Thought of Search: Planning with Language Models Through the Lens of Efficiency

Michael Katz, Harsha Kokel, Kavitha Srinivas, Shirin Sohrabi

The research paper “Thought of Search: Planning with Language Models Through the Lens of Efficiency” introduces a pioneering approach that leverages Large Language Models (LLMs) to revolutionize AI planning methods. Emphasizing soundness, completeness, and efficiency, the authors critique existing LLM-based planning strategies, which often suffer from excessive computational demands and environmental impact. Their novel approach, “Thought of Search,” stands out by generating components of search problems, such as successor functions and goal tests, rather than conducting exhaustive searches. This significantly reduces LLM interactions, achieving 100% accuracy in tasks like the 24 Game—demonstrating both practical efficacy and environmental responsibility by minimizing computing resources. The method’s ability to maintain soundness and completeness positions it as a robust alternative to techniques like Tree of Thoughts and Graph of Thoughts. For researchers, this paper offers foundational insights into improving computational efficiency in AI, potentially guiding the development of sustainable technologies. Future research could explore automating the validation of generated components or extending applications to multimodal data inputs. By tackling both efficiency and ecological concerns, this work propels AI planning toward a more resource-conscious future, making it essential reading for those in the field. The code in this post illustrates the idea with a few classic AI problems and dynamic solution code of successor functions, goal test, and optionally heuristic functions.

Infographics

Mind map

Highlights explained

### 1. Efficiency and Accuracy in Thought of Search

**Explanation**: The paper introduces “Thought of Search,” a novel method that uses Large Language Models (LLMs) to generate components of a search problem rather than executing the search itself. This approach significantly reduces the number of LLM calls required to solve problems.

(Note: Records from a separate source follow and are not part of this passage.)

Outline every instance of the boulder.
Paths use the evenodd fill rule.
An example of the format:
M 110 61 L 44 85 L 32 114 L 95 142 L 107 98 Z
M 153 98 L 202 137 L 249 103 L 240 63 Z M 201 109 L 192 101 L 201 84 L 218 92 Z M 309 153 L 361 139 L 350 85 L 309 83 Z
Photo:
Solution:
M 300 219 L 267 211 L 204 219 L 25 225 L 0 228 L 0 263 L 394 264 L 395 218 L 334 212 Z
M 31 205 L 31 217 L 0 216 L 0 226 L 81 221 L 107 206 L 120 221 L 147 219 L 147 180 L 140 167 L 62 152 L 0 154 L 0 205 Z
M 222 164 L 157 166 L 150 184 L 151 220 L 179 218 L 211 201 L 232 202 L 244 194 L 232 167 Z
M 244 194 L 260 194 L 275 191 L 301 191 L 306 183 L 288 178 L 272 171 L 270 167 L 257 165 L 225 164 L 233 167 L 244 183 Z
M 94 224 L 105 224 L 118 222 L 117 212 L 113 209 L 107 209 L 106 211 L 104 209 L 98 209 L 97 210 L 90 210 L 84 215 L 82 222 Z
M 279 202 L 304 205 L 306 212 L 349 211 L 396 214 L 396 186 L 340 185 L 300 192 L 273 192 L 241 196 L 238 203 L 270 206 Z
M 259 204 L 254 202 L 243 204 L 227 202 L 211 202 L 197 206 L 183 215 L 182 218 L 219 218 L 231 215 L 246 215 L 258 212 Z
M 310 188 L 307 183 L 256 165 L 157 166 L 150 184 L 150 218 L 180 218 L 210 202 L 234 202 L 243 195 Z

**Significance**: By minimizing the computational overhead, Thought of Search achieves 100% accuracy in solving tasks with fewer LLM interactions, making it both cost-effective and environmentally friendly.

**Relation to Existing Work**: This approach contrasts with existing methods like Tree of Thoughts and Graph of Thoughts, which involve extensive LLM calls. The reduced call frequency marks a notable improvement in both performance and ecological impact.

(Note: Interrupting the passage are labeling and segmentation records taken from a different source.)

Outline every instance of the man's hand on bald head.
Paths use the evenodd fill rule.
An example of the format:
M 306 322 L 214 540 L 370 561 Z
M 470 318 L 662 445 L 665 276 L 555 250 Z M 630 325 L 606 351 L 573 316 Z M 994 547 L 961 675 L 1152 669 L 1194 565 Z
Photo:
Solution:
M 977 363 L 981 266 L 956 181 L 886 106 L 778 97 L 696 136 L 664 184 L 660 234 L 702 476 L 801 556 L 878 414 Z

### 2. Maintenance of Soundness and Completeness

**Explanation**: The paper critiques existing LLM-based planning methods, highlighting their lack of soundness (only producing valid solutions) and completeness (guaranteeing a solution if one exists). “Thought of Search” retains these essential properties in its design.

**Significance**: Soundness and completeness are crucial for reliable and correct planning algorithms. Preserving these attributes ensures that solutions are both valid and guaranteed where applicable.

**Impact**: This advancement positions “Thought of Search” as a robust alternative to current methods, potentially influencing future designs in AI planning frameworks.

### 3. Application to Game 24

**Explanation**: The paper demonstrates the application of its approach to solving the 24 Game, a mathematical card game. “Thought of Search” effectively produces the necessary Python functions for successor generation and goal state testing with minimal LLM interactions.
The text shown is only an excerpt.